The Dominant Models of Pay-Per-Click Advertising – Pay-per-click advertising has become increasingly popular as the internet and social media platforms have become more ubiquitous. During a pay-per-click campaign, an advertiser pays a publisher a fee every time a customer clicks on the link that the publisher has hosted on behalf of the advertiser. PPC advertising is particularly popular in the eCommerce industry. Amazon sellers, for instance, regularly pay host sites to publish links within natural and contextual content that lead to selling pages hosted on Amazon.
The PPC market was valued at around 17.6 billion dollars in 2017 and was projected to grow by around 10 percent every year.

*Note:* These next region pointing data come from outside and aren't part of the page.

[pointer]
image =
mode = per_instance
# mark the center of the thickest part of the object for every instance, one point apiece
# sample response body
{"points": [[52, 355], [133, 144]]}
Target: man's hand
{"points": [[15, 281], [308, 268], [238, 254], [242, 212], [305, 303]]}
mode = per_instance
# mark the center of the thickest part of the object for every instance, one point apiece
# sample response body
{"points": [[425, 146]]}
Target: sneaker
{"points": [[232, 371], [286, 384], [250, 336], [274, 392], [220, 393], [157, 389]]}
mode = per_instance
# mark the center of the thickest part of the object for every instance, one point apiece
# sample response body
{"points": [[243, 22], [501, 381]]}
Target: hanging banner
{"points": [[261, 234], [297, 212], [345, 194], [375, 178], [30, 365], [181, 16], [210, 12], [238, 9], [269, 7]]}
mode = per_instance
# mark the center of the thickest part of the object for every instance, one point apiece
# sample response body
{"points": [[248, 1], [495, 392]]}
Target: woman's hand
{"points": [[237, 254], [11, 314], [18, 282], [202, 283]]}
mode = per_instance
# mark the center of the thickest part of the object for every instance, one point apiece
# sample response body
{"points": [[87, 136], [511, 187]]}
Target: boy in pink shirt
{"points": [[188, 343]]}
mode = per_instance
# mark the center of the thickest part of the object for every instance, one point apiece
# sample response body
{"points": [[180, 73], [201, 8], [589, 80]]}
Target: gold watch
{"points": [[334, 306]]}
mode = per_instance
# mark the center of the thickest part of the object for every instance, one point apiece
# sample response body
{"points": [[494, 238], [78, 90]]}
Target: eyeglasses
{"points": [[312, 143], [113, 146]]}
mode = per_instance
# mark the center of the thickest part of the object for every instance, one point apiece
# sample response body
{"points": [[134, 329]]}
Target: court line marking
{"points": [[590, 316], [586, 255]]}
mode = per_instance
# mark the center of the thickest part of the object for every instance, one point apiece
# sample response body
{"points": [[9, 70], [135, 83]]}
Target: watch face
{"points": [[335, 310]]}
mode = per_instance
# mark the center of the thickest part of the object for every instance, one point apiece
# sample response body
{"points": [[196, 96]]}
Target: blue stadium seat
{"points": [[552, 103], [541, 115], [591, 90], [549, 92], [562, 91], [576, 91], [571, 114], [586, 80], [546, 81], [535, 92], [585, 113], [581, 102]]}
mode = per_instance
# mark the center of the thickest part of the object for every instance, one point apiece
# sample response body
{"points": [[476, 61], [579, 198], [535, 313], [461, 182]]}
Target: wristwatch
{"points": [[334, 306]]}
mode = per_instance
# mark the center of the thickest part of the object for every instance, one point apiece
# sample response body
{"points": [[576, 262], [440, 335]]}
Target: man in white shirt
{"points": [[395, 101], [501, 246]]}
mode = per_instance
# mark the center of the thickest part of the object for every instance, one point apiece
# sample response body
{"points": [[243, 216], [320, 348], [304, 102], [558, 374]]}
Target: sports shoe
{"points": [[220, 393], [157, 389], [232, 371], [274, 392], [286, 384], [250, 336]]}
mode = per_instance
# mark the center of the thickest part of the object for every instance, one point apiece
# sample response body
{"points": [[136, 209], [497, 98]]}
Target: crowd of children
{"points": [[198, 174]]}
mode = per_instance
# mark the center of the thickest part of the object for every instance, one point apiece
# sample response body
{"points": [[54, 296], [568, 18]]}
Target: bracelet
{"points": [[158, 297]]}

This massive market value reflects the overall importance of PPC advertising to the much larger eCommerce and conventional retail industries.
This article takes a close look at PPC and explains the two dominant models of PPC advertising that are most used in 2022.

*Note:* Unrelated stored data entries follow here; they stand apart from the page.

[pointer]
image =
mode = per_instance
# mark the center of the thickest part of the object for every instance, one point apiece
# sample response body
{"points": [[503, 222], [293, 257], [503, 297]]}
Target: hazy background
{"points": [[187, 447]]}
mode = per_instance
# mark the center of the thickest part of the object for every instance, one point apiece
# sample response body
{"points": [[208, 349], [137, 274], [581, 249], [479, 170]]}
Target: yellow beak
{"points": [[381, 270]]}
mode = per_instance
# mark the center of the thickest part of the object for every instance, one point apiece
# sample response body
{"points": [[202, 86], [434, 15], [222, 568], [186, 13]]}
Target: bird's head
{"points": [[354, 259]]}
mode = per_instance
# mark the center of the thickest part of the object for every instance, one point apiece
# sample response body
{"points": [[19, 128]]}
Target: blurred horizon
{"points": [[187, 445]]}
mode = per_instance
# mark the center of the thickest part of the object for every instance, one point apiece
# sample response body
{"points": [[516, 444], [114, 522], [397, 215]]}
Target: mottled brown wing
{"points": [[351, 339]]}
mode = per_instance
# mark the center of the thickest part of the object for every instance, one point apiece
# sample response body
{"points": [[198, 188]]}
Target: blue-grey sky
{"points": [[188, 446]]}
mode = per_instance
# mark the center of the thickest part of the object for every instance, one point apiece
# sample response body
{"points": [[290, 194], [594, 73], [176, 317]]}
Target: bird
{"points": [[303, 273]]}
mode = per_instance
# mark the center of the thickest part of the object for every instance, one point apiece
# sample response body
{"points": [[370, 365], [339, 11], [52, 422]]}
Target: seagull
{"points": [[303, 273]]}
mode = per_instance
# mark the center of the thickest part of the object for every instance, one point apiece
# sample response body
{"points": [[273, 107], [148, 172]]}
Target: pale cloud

Effective PPC advertising is heavily reliant upon the effective use of keywords. Agencies, like Nuanced Media, conduct extensive market research to establish target audience keywords before beginning to plan a PPC campaign. If a PPC advertising agency has not conducted proper keyword research, then resources will most likely be dedicated to paying host sites for affiliate links that very few people will click on.
Who Benefits from PPC?
The advertiser, advertising agency, and host site owner all benefit equally from a well-conducted PPC campaign. Advertising agencies receive fees. Host sites receive a commission. Advertisers themselves receive an increase in revenue from sales. A well-designed PPC campaign will offer an extremely high value-to-click ratio. This is because the majority of people encountering and clicking upon the link will be potential customers, thanks to the extensive keyword research identifying the words that potential customers will search for. Without this research, lots of money could be wasted on clicks from people who are not searching for that product.
Model 1: Flat Rate
In the flat rate model, an advertiser – or the agency representing them – will offer a publishing site owner a flat fee for every click that is made on the link that they host. Advertisers, publishers, and agencies typically negotiate with each other to establish the rate that will be paid. A lower rate can often be paid per click if multiple links are organized with the hosting website owners. High rates often need to be negotiated for high-value links or links included in high-quality editorial content. National newspaper websites, for instance, often charge a great deal of money per click.
Model 2: Bid-Based
The bid-based model involves the publishing site using automated tools to seek the highest amount of money they can find for each affiliate link. Advertisers stipulate the maximum amount they are willing to pay for a click on a link, which is then compared automatically to offers that have been stipulated by other potential advertisers. This method helps publishers earn the maximum amount of money possible for each link they host but can be rather frustrating for advertisers.